Raporda; Suriye’den kitlesel göçün en son Aralık 2016’da Halep’te yaşanan savaşla meydana geldiği anımsatılarak, 2017’den itibaren Türkiye’ye gelenleri ekonomik göç olarak kabul etmek; savaş ve siyasi nedenlerle Türkiye’de misafir olanlarla ekonomik nedenlerle gelenleri birbirinden ayırmak gerektiği belirtildi.

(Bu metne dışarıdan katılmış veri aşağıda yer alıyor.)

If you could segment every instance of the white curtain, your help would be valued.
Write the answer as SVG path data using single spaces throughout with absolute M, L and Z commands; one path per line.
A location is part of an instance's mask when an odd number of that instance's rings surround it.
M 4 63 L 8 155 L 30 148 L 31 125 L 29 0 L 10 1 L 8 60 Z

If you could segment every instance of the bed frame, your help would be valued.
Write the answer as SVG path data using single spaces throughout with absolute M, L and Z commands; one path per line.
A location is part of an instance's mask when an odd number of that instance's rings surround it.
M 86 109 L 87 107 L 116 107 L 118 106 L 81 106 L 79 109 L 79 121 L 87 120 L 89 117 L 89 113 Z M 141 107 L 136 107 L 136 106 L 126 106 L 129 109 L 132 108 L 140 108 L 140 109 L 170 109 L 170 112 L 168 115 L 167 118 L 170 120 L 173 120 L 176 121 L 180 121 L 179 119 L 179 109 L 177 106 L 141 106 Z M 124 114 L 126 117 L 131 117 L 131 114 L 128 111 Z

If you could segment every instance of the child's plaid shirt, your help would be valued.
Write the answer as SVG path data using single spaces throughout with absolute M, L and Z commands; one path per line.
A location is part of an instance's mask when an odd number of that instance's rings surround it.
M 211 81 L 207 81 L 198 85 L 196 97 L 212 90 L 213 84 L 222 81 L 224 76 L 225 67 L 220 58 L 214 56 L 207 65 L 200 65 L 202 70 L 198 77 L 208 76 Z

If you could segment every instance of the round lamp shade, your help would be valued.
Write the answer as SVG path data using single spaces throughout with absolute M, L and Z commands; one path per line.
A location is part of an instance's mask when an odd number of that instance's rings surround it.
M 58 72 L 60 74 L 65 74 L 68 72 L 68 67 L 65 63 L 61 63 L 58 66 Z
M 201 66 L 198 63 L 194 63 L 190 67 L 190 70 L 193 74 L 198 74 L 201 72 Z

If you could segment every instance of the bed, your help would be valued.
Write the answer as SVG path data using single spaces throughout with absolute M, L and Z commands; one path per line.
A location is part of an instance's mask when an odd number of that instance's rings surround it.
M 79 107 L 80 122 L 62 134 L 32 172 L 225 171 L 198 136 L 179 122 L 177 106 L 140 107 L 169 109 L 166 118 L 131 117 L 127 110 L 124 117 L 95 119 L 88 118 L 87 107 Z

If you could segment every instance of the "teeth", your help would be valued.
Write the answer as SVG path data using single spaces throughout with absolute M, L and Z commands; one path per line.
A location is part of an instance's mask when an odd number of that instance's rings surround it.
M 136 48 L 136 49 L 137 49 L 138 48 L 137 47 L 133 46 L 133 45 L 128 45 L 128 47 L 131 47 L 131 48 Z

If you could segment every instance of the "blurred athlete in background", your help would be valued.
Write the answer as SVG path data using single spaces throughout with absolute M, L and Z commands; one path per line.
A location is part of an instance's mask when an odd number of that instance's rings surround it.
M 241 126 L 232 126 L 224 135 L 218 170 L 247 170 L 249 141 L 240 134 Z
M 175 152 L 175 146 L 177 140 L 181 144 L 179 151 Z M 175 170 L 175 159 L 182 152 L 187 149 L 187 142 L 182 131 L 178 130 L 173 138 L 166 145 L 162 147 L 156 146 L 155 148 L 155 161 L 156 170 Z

Büyük çoğunluk geleceğini Türkiye’de aramıyor

Raporda; Türkiye’deki yaygın kanının aksine sığınmacıların homojen bir yapıya sahip olmadığı, modern, eğitimli ve devlet himayesine ihtiyaç duymayan çok sayıda sığınmacı olduğu belirtildi. “Suriyeli sığınmacıların önemli bir bölümü geleceğini Türkiye’de aramıyor” tespitinin yer aldığı raporda, şu ifadelere yer verildi:

“Sığınmacıların önemli bir çoğunluğu, Suriye’de barış ortamı sağlanıp demokratik bir düzen kurulduğunda ülkesine dönmek ve ülkelerindeki demokratik dönüşümün parçası olmak istiyor. Geleceğini Suriye’de arayanlar, İstanbul’da yaşayan sığınmacıların en eğitimli kesimlerini oluşturuyorlar. Bu kesimler, ya seküler siyasi partilere üye olarak ya kurdukları sivil toplum kuruluşları aracılığıyla hem Suriye’deki gelişmeleri yakından izliyorlar hem adil, demokratik, laik bir rejim için kafa yoruyorlar. Suriyeli sığınmacıların eğitim durumları ile ilgili kamuoyu araştırmalarına baktığımızda; yüzde 10’u bulan üniversite ve üstü eğitim alanlarla yüzde 17 civarında, lise mezunu olanların büyük çoğunluğu, yaşamlarını göçmen olarak sürdürmek istemiyor.”

Hedef Kanada ve Avrupa

Sığınmacıların önemli bir bölümünün geleceğini Kanada veya Avrupa ülkelerinde aradığına işaret edilen raporda, “Türkiye’de iş kuramamış, çocukları doğru düzgün eğitim alamayan Suriyeliler Batı’ya göç etmek istiyor. Türkiye’de iş sahibi bir Suriyeli sığınmacıya göre, ‘Türkiye kapıları açsa Suriyeli sığınmacıların yüzde 90’ı Batı’ya gider. Suriye’de bir meslek sahibiyken dil sorunu yüzünden Türkiye’de ucuz ve sigortasız çalışmak zorunda kalanlar da yüzlerini Batı’ya çevirmiş durumdalar’. Dil bilmemeyi uyum için en büyük engel olarak gören bu kişiler, gitmek istedikleri ülkenin dilini bilmemelerine rağmen gitmek isteme gerekçelerini ‘Oralarda uyum devletin desteği ile sağlanıyor. Dil öğrenene kadar devlet günlük yaşamı sürdürecek kadar da olsa destek veriyor. Burada ya çalışıp karnınızı doyuracaksınız ya dil öğreneceksiniz’ diye açıklıyorlar. 2020 verilerine göre; Türkiye’de, 27 bin 606 Suriyeli öğrenci bulunuyor. Görüştüğüm üniversite öğrencileri de okul biter bitmez Batı’ya gitmek istiyor. Gerekçe olarak da Türkiye’de iş imkanlarının sınırlı olmasını gösteriyorlar. Gıda mühendisliği okuyan Amir, ‘Üniversitede okuyan Türk arkadaşlarımın çoğu da Avrupa’ya gitmek istiyor. Sadece biz değil. Onlar için yeterli iş imkanı olmayan bir ülkede biz nasıl iş bulabiliriz’ diyor” ifadeleri yer aldı.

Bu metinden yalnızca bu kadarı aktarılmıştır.